New Delhi: The Election Commission’s abrupt transfer of West Bengal Additional Director General (CID) Rajiv Kumar Wednesday came as a result of Kumar allegedly arresting BJP spokesperson Tajinder Singh Bagga following violence at party president Amit Shah’s roadshow in Kolkata a day earlier.
Sources in the commission said that according to specific inputs the special police observer in the state sent to the EC, Kumar had arrested Bagga at about 2.30 am on 15 May “without any authority and without informing the commissioner of police”.
“Sh. Bagga is innocent in the case. He is being released immediately,” the report submitted by the special police observer reads. “It is requested that necessary action may be taken against him (Kumar).”
Kumar had allegedly raided Hotel Peerless, where Bagga was staying and sought to book him under several sections of the IPC including for rioting and arson, sources said.
Kumar was among two officers — principal secretary (home) Atri Bhattacharya being the other — the EC transferred out of the state Wednesday after its unprecedented move to end campaigning in nine West Bengal constituencies at 10 pm Thursday. Campaigning for the final phase was to end at 5 pm Friday.
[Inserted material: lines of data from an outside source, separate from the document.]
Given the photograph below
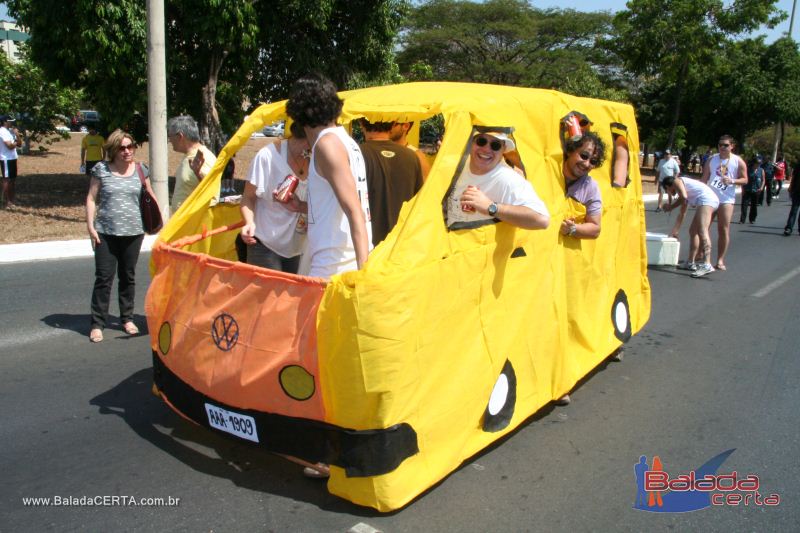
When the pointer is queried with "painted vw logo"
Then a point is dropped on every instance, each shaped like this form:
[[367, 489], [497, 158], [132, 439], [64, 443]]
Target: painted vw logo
[[225, 332]]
According to the letter sent by the EC to the West Bengal chief secretary, Kumar has been attached to the home ministry to which he is expected to report from Thursday.
While the EC order did not give any reasons behind his transfer, it, however, said the decision had been taken on the basis of specific inputs.
Caught in centre-state crossfire
This is not the first time that Kumar, a 1989-batch IPS officer, has been caught in the centre-state crossfire. In February, a CBI team arrived to search Kumar’s south Kolkata residence, when he was posted as the Kolkata Police Commissioner, in connection with the Saradha scam. In response, Chief Minister Mamata Banerjee launched a “Save Democracy” dharna to protest against the CBI’s attempt to question Kumar.
As for Bhattacharya, the EC said that he “interfered in the process of conducting the election by directing CEO, West Bengal” by means of a letter written to him.
In the letter, Bhattacharya had alleged that the central forces behaved roughly with voters, arguing that there are some “disturbing developments regarding the functioning of CAPF”, and urged the EC to sensitise the forces and ensure there is no violence during the final phase of voting in the state.
Bhattacharya, a 1989-batch IAS officer, was appointed state home secretary in 2017.
The EC’s decision comes in the wake of clashes and violence between the ruling Trinamool Congress and the BJP throughout the elections, which culminated in ugly brawls Tuesday when black flags were shown at Presidency University and Calcutta University during BJP chief Shah’s roadshow.